Home Assistant OS in TrueNAS CORE Virtual Machine
I started playing with Home Assistant in the form of Home Assistant Core, a docker container, for its low commitment. Once I decided Home Assistant was worthwhile, I moved up to running Home Assistant Operating System as a virtual machine on my TrueNAS CORE server. This move gained features of Home Assistant Supervisor and I found the following subset quite useful:
- Easy upgrade and rollback for failed upgrades.
- Add-on integration features, especially for ESPHome.
- Ability to backup critical data in a compact *.tar file.

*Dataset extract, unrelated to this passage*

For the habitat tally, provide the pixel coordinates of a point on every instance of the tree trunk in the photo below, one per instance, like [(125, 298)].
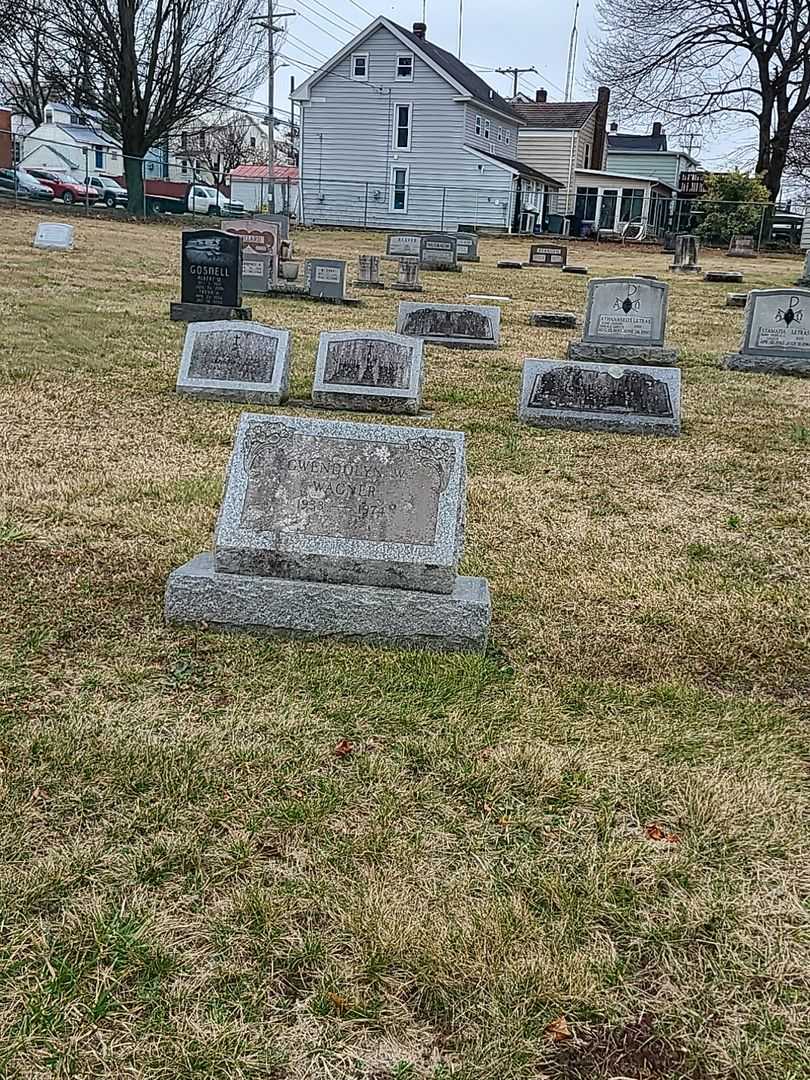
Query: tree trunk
[(134, 173)]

The backup situation is a tradeoff. When I ran Home Assistant Core docker container, I could map its data directory to my TrueNAS storage pool. It was a more robust data retention system, as I had configured it for nightly snapshots and regular backups to external media. However, this would take upwards of hundreds of megabytes especially when I'm flooding the Home Assistant database. In contrast, the data backup archive generated by Home Assistant Supervisor is tiny at only a few megabytes. I have ambition to eventually get the best of both worlds: a Home Assistant automation that triggers Supervisor backups, and then store those backup files on my TrueNAS storage pool. This should be possible, as people have created addons to perform automatic backups and upload to Google Drive. But right now I have to do it manually.
Unrelated to the backup situation, there were two significant downsides to running Home Assistant OS on a TrueNAS CORE virtual machine.
- The virtual machine does not have access to hardware. If ESPHome add-on could access USB, it could perform first-time firmware upload on ESP32/ESP8266 devices. Without hardware access, I have to perform initial upload some other way which is cumbersome. (Following uploads could be done via WiFi, a huge benefit of ESPHome.)
- There are various problems with the FreeBSD bhyve hypervisor running Linux-based operating systems. A category of them (apparently there are more than one) interferes with the ability for a Linux operating system to reboot itself. In practice, this means every time the Home Assistant OS updates itself and reboots, it would shut down but not restart. At one point, I could not perform manual shutdown from TrueNAS interface, so the horrible workaround was to reboot my TrueNAS server. After a few TrueNAS updates, I can now manually shut down and restart the VM. But it is still a big hassle to do this on every Home Assistant OS update.
Due to these problems, I would NOT recommend running Home Assistant OS as a TrueNAS CORE virtual machine. Issue #2 became quite annoying and, when my Home Assistant got stuck trying to reboot for an upgrade to Home Assistant OS 8.0, I decided it was time to try a different setup.